I have a request to you Will you please have the Sign a bout the Walker Sisters taken down the one on High Way 73 especilay the reason I am asking this there is just 2 of the sisters lives at the old House place one is 70 years of age the other is 82 years of age and we can't receive so many visitors We are not able to do our Work and receive so many visitors, and can't make sovioners to sell like we once did and people will be expecting us to have them, last year we had so many people it kept us buisy from Sun up till sun down besides our own work We haven't bin feling very well this winter can't do much at our best.
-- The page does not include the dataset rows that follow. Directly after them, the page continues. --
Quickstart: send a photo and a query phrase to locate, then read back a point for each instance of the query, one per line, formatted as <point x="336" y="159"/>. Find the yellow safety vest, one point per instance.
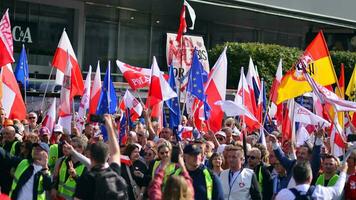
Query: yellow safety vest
<point x="21" y="168"/>
<point x="332" y="181"/>
<point x="66" y="187"/>
<point x="52" y="156"/>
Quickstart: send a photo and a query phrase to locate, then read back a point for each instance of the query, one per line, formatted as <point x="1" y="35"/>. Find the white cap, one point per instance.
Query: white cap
<point x="58" y="128"/>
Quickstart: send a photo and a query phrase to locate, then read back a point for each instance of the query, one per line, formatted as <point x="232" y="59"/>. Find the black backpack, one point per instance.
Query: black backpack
<point x="306" y="196"/>
<point x="109" y="185"/>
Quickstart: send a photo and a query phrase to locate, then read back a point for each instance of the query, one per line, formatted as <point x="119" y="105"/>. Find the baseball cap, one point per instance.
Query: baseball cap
<point x="222" y="133"/>
<point x="44" y="130"/>
<point x="192" y="149"/>
<point x="58" y="128"/>
<point x="43" y="146"/>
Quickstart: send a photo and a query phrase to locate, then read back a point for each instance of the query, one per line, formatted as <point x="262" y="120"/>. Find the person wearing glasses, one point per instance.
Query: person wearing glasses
<point x="239" y="182"/>
<point x="263" y="175"/>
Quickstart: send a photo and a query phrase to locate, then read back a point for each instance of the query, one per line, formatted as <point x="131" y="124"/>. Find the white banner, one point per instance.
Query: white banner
<point x="182" y="60"/>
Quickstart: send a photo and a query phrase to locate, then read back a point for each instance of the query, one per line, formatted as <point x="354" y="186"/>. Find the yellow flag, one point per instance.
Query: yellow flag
<point x="351" y="87"/>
I write poems to sell but cant write very well I use to write of winter but I havent bin able to do much for the 2 last ones My Brother is in the Hospital and cant stay with us much We mis his help We have a Grant Nephew and his wife with us now There was 5 of us living here when we began to receive visitors and we enjoyed meeting so many nice people from different places from every state in the union and many out side, some of them came every time they came to the park, there was more of us and we were more able to care for things, they bought things from us and made it easier to have spinding money. they buy things yet if we was abel to fix them but it is to confining on us now with no more help if we get to feeling better or get till we can receive them a gain we may want to receive them a gain but we want to rest a while it is to much work for us now. Come visit us if you have time.

Very Respectively
The Walker Sisters
Margaret and Louisa

Sharon shared with me that she loves this spot and the fact that people were living their lives here so simply during her lifetime.  She comes here often with a lunch and we sat on the bench and shared a snack together...after she thumped the bench a few times to make sure no snakes were hiding in it.  And here I am walking around not thumping things to check for snakes.  Something else to try to remember.
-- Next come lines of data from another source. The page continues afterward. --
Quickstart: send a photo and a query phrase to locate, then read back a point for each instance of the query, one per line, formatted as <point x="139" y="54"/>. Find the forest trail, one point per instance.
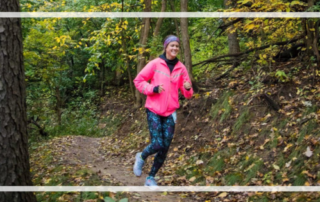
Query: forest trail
<point x="85" y="151"/>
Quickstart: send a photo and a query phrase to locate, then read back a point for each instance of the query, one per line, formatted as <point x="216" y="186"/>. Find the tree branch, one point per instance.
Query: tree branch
<point x="234" y="55"/>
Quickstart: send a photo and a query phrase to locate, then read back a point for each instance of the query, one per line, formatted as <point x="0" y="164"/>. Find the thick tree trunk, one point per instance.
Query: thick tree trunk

I'm going to be lazy and not look up the fungus I found on a branch in the leaf litter above.

orange jelly fungus - witches butter maybe?
Or the one pictured below.  Feel free to chime in if you know what it is!

Well, that's it for our brief time in the Smokies.  Wayne was already talking about "the next time" as we were leaving.  I think the next time we're staying on the North Carolina side and doing that zipline at the NOC in Bryson City.  Doesn't mean we won't stay in Townsend again too!


  1. What an amazing story about the sisters. It must have been a beautiful place to live

  2. Love the story about the sisters! How cool to know a bit of the history - love going to historical places and learning more about how life "used" to be!

  3. It really would have been interesting to meet the sisters. Like stepping back in time. Cool letter, too.